Efficacy of cardioneuroablation for vasodepressor vasovagal syncope

Affiliations

Efficacy of cardioneuroablation for vasodepressor vasovagal syncope

Zhenhuan Chen et al. Front Neurosci. .

Abstract

Objective: Cardioneuroablation (CNA) is effective for cardiac inhibitory and mixed vasovagal syncope (VVS) but not for vasodepressor VVS. This study aimed to assess the therapeutic benefits of CNA in vasodepressor VVS.

Methods: VVS patients hospitalized in the Department of Cardiology of Jiangxi Provincial People's Hospital were retrospectively reviewed. Holter monitoring was performed before, during, and 3 months after CNA. Changes in heart rate and atrioventricular conduction before and after ablation were compared.

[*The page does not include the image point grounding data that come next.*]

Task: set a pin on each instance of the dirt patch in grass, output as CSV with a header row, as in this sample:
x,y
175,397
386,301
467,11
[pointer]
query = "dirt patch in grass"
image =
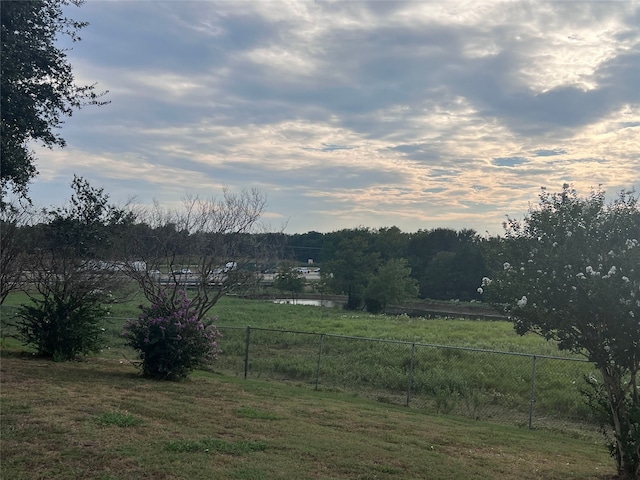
x,y
231,428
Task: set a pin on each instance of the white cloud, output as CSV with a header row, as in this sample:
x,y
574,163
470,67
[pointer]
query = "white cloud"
x,y
357,113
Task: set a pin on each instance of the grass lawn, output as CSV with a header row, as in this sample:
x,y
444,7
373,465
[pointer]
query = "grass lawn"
x,y
97,419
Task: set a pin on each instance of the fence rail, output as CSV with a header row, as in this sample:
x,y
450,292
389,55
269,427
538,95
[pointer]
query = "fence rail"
x,y
526,389
517,388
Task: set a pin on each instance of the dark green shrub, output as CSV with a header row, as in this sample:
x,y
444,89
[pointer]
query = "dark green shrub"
x,y
62,327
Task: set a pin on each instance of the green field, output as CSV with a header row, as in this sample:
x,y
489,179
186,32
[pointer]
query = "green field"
x,y
97,419
451,366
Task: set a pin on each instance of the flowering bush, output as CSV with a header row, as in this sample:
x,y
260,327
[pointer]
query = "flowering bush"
x,y
572,275
170,340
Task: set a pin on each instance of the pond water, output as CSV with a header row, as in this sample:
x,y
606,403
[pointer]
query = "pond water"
x,y
303,301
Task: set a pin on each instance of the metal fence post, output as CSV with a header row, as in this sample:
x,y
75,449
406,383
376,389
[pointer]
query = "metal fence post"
x,y
319,358
533,391
246,352
410,381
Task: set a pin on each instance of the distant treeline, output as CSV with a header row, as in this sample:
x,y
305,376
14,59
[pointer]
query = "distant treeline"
x,y
446,263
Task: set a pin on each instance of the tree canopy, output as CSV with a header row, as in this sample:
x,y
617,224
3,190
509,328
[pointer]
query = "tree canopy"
x,y
37,83
571,273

Results: Thirty-five patients (18 M/17F, 47.48 ± 16.49 years) were included. Median duration of syncope was 24.0 months (range, 2.5-66.0). Median number of syncope episodes before treatment was two (range, 2-4). The time domain indexes of heart rate variability, mean heart rate, maximum heart rate, and minimum heart rate were significantly higher 3 months after CNA. Mean follow-up was 11 ± 4.67 months. Recurrent syncope occurred in two patients with vasodepressor VVS, one of them with presyncope symptoms in vasodepressor type; and one patient occurred with mixed VVS, without presyncope symptoms. The syncope free survival is 76.92%. No serious complications occurred. CNA is safe and effective in the treatment of vasodepressor VVS.

Conclusion: CNA is effective for treating vasodepressor VVS. Our study provides a theoretical basis for individualization of treatment in patients with vasodepressor VVS.

Keywords: heart rate variability; high frequency stimulation; left atrial vagal plexus; radiofrequency ablation; vasovagal syncope.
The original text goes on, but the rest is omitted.